I know that I have been blessed. I have been blessed abundantly. I have been given the greatest gift on earth and being given this life, and I could be off there. I could've done that myself if I had stayed in the world. Because the things that I was doing were serious considering my background. And if I had had a background like others, I would have done things just as serious as they've done. And so I consider that my sins are theirs. Their sins are mine, just as much.
John Masko:
Just as serious, you mean in the eyes of God.
Sr. Andre:
In the eyes of God. In the eyes and my own conscience, because I have been totally blessed. Blessed by my family, blessed by everything. Blessed by this vocation and everything. I just feel so compassionate towards people who do what is wrong. Compassion towards those people who have done terrible things, because I could have done it myself. But just by His goodness to me and giving me this vocation and giving me the family that He did, I didn't. I just, as I say, I've been so wonderfully blessed. And so I feel a very great compassion for those people. And I also feel that I am with Him. And that I want to bear the suffering of all in the world. Because as I say, there's one spirit, the spirit in somebody in China — the Holy Spirit in somebody in China — is the same Holy Spirit that's in me.
So I'm in Him, I'm over there, and they're in my prayers, my life, when I pray in the chapel, when I sing in the divine office, my voice is there because it's not really the voice that you hear. It's what's being said in your interior. And that's the Holy Spirit speaking. What you hear, one person can hear what you're hearing and he won't hear it at all. You'll hear something entirely different message because the Holy Spirit is saying something to you. Does that make sense? You don't know the Holy Spirit?
John Masko:
Well. It is very deep. These are profound ideas. Poetic ideas to me. To you...
Sr.

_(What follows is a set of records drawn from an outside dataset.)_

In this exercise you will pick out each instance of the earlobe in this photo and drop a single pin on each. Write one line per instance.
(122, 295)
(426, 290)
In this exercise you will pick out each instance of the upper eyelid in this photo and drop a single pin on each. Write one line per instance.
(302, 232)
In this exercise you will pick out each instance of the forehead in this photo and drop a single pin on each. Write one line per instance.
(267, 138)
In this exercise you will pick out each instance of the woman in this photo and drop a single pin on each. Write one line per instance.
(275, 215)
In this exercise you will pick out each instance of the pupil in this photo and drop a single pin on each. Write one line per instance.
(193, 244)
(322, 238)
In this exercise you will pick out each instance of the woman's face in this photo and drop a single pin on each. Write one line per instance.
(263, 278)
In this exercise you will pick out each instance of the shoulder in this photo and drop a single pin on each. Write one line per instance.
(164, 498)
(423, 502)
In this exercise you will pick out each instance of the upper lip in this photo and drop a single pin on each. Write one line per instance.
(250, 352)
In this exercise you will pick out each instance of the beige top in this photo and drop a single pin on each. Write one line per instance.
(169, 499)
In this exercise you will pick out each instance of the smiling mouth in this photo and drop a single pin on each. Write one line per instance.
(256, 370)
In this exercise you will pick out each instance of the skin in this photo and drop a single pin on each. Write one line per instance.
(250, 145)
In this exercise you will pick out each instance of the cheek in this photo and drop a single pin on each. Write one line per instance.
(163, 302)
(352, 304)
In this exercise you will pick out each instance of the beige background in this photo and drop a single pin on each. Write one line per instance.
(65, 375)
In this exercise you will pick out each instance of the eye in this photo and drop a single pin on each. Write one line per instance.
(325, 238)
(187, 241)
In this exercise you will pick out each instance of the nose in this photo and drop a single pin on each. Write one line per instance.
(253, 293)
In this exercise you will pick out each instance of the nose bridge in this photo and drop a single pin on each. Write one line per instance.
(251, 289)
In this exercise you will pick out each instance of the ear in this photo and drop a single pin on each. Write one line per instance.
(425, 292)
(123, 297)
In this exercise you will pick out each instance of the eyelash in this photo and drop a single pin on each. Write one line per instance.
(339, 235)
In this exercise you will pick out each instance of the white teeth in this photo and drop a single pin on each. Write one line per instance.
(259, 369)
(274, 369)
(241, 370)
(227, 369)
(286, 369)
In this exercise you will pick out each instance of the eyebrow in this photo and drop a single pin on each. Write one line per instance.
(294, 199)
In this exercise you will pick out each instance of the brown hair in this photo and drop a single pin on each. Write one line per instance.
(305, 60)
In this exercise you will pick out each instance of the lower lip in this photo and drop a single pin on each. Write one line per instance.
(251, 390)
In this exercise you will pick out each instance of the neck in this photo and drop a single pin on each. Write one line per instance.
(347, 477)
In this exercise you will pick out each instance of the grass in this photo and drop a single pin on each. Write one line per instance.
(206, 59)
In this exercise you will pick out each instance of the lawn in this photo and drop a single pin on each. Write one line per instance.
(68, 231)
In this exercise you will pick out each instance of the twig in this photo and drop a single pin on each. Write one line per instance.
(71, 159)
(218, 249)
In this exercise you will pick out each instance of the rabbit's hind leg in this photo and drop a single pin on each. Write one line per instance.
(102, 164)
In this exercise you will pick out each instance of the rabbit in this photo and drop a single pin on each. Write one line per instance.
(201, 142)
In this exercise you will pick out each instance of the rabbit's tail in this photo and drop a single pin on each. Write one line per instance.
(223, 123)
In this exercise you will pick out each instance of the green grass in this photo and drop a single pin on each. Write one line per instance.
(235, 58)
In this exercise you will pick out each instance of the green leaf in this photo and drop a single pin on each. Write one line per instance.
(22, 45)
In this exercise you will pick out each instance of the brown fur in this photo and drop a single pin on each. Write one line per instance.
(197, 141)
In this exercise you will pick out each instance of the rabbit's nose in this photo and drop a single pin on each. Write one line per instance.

Andre:
They're real.
John Masko:
... they're real.
Sr. Andre:
They're real.
John Masko:
Yeah. Good humor and emotional balance as leading criteria for a successful monastic life. Most folks, including myself in prior times would have said that emotional imbalance was called for here. After all, how else could you survive in the same place with the same people for 40 years? And as if that's not trial enough, you have to endure it without liberty to watch the Super Bowl on big-screen TV or sip the latest, greatest cabernet from Napa.